Leigh confides in Luke about the circumstances of her pregnancy, and he drives her to a motel so that she can rest. When Leigh asks him to stay because she's afraid to be alone, he agrees. When she wakes up in the middle of the night, he tells her that he has fallen in love with her and wants to be her baby's father. She thinks she's dreaming, and when she later wakes up in Luke's arms, she asks him about it and he talks passionately about their future and she falls completely in love with him. Although they've only known each other for a day, they marry and return to Luke's West Virginia mountain home, where teenage marriage is more socially acceptable. After meeting Luke's parents, Annie and Toby, Leigh works hard around the shack and ignores the local residents' stares and rude remarks. Luke is deeply in love with Leigh and plans to build a house in town for their little family. Whenever Luke drinks alcohol, Leigh talks to him sternly, and he credits her with inspiring him to be a better person.

The diary ends with Leigh experiencing labor pains while out for a walk with Luke on the mountain. Luke talks about their future, telling Leigh that she is the love of his life. As they walk back, Leigh stopped to stare at the stars, telling Luke that when she went to sleep that night, she wanted to feel like she was going to sleep in heaven. Leigh dies in childbirth later that night. Her death is the apparent reason Luke becomes the cruel man depicted in Heaven.
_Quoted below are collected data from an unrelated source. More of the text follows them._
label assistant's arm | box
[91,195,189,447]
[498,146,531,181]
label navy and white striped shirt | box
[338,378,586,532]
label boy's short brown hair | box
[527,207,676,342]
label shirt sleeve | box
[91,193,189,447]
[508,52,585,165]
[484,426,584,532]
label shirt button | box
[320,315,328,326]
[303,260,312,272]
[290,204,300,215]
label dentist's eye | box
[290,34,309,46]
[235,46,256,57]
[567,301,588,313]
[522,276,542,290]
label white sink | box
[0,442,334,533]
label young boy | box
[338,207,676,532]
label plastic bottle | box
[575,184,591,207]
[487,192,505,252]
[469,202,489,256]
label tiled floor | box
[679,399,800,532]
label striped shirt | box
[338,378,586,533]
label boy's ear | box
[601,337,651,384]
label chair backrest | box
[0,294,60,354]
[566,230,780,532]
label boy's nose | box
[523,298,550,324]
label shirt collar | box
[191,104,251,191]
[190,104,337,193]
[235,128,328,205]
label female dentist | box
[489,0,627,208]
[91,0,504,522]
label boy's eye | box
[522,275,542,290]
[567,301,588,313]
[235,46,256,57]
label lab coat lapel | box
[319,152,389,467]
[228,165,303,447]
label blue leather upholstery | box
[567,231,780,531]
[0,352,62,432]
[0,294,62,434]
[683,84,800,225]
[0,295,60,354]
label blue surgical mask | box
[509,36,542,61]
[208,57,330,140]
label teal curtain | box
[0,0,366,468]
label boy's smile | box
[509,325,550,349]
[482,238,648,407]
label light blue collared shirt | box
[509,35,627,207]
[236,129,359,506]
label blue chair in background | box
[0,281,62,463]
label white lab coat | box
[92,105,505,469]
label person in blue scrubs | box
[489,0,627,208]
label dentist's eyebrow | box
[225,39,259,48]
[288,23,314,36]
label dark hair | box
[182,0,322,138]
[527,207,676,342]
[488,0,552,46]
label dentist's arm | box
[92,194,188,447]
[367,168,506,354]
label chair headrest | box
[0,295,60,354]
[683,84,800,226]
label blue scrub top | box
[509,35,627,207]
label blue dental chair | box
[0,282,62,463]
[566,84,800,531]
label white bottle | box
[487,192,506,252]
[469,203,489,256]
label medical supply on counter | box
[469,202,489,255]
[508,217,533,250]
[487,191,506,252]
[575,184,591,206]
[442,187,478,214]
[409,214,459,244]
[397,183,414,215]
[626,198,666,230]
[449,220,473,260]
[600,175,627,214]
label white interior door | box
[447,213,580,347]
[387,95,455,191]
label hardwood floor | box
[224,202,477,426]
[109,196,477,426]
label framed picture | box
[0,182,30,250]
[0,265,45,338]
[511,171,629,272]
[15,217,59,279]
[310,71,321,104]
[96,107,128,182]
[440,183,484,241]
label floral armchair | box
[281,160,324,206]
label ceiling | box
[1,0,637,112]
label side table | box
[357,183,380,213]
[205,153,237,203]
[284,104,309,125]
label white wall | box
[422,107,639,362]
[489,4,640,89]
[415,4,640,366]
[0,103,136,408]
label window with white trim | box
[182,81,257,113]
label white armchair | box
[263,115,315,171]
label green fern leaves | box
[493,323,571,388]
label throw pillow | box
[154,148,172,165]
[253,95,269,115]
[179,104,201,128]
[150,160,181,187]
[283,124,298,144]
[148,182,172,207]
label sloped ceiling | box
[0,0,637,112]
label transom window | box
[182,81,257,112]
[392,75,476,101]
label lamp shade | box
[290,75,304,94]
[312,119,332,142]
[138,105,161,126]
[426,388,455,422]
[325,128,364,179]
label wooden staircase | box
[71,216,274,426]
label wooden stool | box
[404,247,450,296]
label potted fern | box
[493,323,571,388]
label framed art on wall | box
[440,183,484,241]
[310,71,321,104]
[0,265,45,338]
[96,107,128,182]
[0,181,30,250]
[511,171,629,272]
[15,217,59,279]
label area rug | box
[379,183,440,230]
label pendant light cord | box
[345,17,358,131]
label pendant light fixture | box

After finishing the diary, Annie finds a note from a private investigator hired by Tony, stating that he discovered Leigh died in childbirth due to inadequate medical care. The note also states that the child survived and was a girl. The implication is that both Tony and Jillian knew about Heaven long before she came to Farthinggale, but decided to let her grow up in poverty rather than face what they had done to Leigh. Saddened by what she has read, Annie puts the journal back in the drawer. She goes to Luke and they leave Farthinggale behind for good.

==Adaptation==
On August 24, 2019, Lifetime aired an adaption of Web of Dreams starring Jennifer Laporte, Tim Donadt, Lizzie Boys, and Keenan Tracey, while Jason Priestley and Kelly Rutherford serve as executive producers.